Klient ustala jedynie, jakie ryzyko jest gotów ponieść i jakie są jego cele inwestycyjne
Revolut poinformował, że w najnowszej wersji jego aplikacji pojawiła się funkcja automatycznych inwestycji. Robodoradca powstał z myślą o użytkownikach aplikacji, którzy nie mają doświadczenia w zakresie inwestowania oraz osobach, które nie mają czasu na analizę i wybór aktywów do portfela.
Klient fintechu, który zdecyduje się na korzystanie z tego narzędzia, musi najpierw zdecydować, jakie ryzyko jest gotów podjąć i jakie są jego cele inwestycyjne. Aby to określić, powinien odpowiedzieć na zestaw pytań w aplikacji. Na podstawie odpowiedzi klienta, robodoradca proponuje zdywersyfikowany portfel inwestycyjny.
Następnie użytkownik zasila portfel pieniędzmi (minimum 100 euro), które są automatycznie inwestowane. Automat zrównoważy portfel, gdy na rynku zajdą ważne z punktu widzenia inwestora zmiany. Klient może ustawić przelew cykliczny, który będzie zasilał portfel, co pozwoli uśredniać ceny zakupu aktywów.

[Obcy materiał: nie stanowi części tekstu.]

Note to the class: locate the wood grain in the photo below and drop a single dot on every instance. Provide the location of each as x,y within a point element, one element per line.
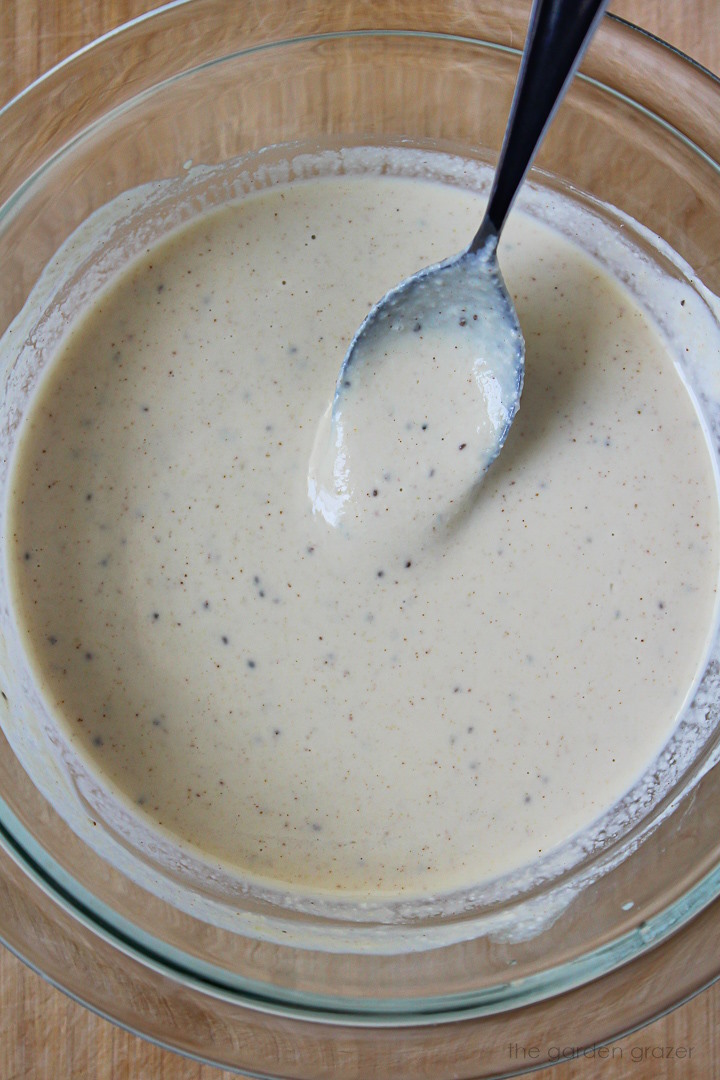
<point>45,1035</point>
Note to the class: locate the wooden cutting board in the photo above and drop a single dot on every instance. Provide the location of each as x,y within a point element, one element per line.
<point>42,1033</point>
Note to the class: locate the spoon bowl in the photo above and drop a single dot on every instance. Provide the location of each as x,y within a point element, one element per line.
<point>451,329</point>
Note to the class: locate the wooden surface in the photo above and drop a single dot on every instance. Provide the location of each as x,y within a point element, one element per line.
<point>42,1033</point>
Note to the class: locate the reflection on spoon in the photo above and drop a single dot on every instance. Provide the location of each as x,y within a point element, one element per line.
<point>421,423</point>
<point>432,380</point>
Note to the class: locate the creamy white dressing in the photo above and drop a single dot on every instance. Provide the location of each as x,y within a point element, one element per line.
<point>401,704</point>
<point>430,386</point>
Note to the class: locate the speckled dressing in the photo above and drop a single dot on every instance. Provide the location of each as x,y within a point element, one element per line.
<point>388,706</point>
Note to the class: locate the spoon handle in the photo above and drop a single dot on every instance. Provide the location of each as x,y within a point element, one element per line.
<point>558,32</point>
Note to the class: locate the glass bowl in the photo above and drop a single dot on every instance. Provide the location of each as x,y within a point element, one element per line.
<point>261,981</point>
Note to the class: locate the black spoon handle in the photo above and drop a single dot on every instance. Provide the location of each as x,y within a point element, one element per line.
<point>558,32</point>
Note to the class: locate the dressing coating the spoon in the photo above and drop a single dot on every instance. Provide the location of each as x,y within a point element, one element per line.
<point>450,329</point>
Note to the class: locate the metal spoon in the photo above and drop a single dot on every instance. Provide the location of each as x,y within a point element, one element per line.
<point>463,300</point>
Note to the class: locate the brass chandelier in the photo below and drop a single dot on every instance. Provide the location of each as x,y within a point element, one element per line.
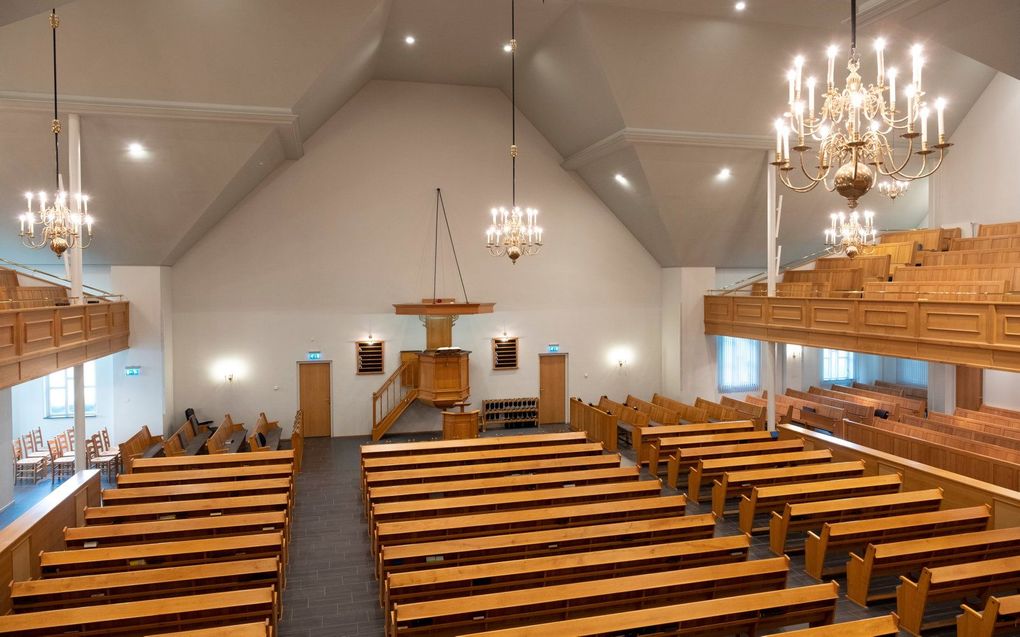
<point>514,231</point>
<point>856,127</point>
<point>62,226</point>
<point>850,234</point>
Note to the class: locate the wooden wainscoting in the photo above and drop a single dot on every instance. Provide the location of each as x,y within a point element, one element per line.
<point>978,334</point>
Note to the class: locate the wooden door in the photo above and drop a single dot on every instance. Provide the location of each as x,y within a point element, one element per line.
<point>315,397</point>
<point>552,388</point>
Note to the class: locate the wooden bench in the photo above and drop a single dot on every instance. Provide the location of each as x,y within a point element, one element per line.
<point>645,435</point>
<point>186,509</point>
<point>283,457</point>
<point>659,448</point>
<point>434,529</point>
<point>520,482</point>
<point>687,413</point>
<point>683,460</point>
<point>266,435</point>
<point>909,555</point>
<point>844,537</point>
<point>148,617</point>
<point>158,554</point>
<point>766,499</point>
<point>960,581</point>
<point>164,530</point>
<point>804,517</point>
<point>462,460</point>
<point>734,484</point>
<point>416,586</point>
<point>511,500</point>
<point>173,492</point>
<point>257,629</point>
<point>141,444</point>
<point>709,469</point>
<point>147,584</point>
<point>492,611</point>
<point>752,614</point>
<point>884,626</point>
<point>526,544</point>
<point>1000,617</point>
<point>190,476</point>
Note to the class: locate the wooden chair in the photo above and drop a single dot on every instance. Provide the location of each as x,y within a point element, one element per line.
<point>906,556</point>
<point>960,581</point>
<point>1000,617</point>
<point>61,466</point>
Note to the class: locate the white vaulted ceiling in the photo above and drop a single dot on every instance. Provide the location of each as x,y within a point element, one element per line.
<point>663,92</point>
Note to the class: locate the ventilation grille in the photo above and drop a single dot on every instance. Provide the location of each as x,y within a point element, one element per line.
<point>369,357</point>
<point>505,353</point>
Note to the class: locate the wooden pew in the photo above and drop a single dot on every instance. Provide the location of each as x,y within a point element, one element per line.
<point>709,469</point>
<point>146,584</point>
<point>191,476</point>
<point>148,617</point>
<point>716,411</point>
<point>553,541</point>
<point>493,470</point>
<point>256,629</point>
<point>656,413</point>
<point>142,444</point>
<point>645,435</point>
<point>905,405</point>
<point>811,516</point>
<point>844,537</point>
<point>511,500</point>
<point>147,494</point>
<point>1000,617</point>
<point>434,529</point>
<point>884,626</point>
<point>766,499</point>
<point>683,460</point>
<point>417,586</point>
<point>954,582</point>
<point>165,530</point>
<point>520,482</point>
<point>687,413</point>
<point>393,449</point>
<point>462,460</point>
<point>450,617</point>
<point>186,509</point>
<point>908,555</point>
<point>754,614</point>
<point>158,554</point>
<point>659,448</point>
<point>283,457</point>
<point>738,483</point>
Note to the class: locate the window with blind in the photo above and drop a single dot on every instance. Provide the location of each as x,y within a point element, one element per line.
<point>837,365</point>
<point>912,372</point>
<point>738,364</point>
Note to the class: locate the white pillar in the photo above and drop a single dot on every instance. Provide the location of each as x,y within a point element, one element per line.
<point>771,270</point>
<point>75,274</point>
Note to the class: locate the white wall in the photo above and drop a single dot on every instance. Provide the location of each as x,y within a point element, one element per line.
<point>315,257</point>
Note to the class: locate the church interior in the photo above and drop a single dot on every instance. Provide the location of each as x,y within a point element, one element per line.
<point>617,318</point>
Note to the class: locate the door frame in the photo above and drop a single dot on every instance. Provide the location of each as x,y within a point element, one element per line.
<point>566,382</point>
<point>298,387</point>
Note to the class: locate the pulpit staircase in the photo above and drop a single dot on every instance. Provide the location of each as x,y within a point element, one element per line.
<point>393,399</point>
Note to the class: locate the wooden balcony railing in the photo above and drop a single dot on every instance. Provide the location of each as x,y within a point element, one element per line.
<point>974,333</point>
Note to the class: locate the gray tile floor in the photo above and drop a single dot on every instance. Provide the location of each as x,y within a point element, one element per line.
<point>332,589</point>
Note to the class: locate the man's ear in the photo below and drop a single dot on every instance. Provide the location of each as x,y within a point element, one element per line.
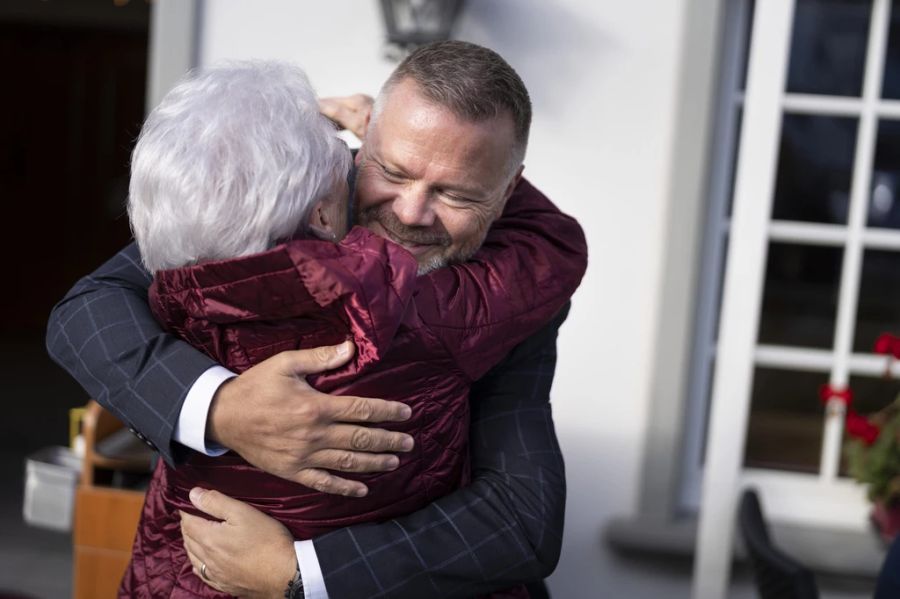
<point>320,224</point>
<point>513,182</point>
<point>509,189</point>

Użytkownik będzie też okresowo pytany, czy jego preferencje inwestycyjne uległy zmianie.
Wprowadzenie usługi robodoradztwa Revolut anonsował jeszcze jesienią ubiegłego roku, o czym mogliście przeczytać w serwisie cashless.pl. Fintech w tamtym czasie wprowadził do oferty Inwestycje Pro (Trading Pro), czyli zestaw narzędzi dla zaawansowanych inwestorów. Pakiet zapewnia niższe prowizje, wyższe limity transakcji, zaawansowaną analitykę oraz wersję desktopową, ale jest płatny.
Darmowe nie jest też robodoradztwo. Firma pobiera za tę usługę 0,75 proc. w skali roku od wartości portfela (opłata potrącana jest miesięcznie). Fintech zaznacza w swoim komunikacie, że narzędzie nie jest wolne od ryzyka – klient może utracić część lub całość inwestowanych pieniędzy. Revolut nie gwarantuje, że cele inwestycyjne zostaną osiągnięte, ani że portfel inwestycyjny przyniesie zyski.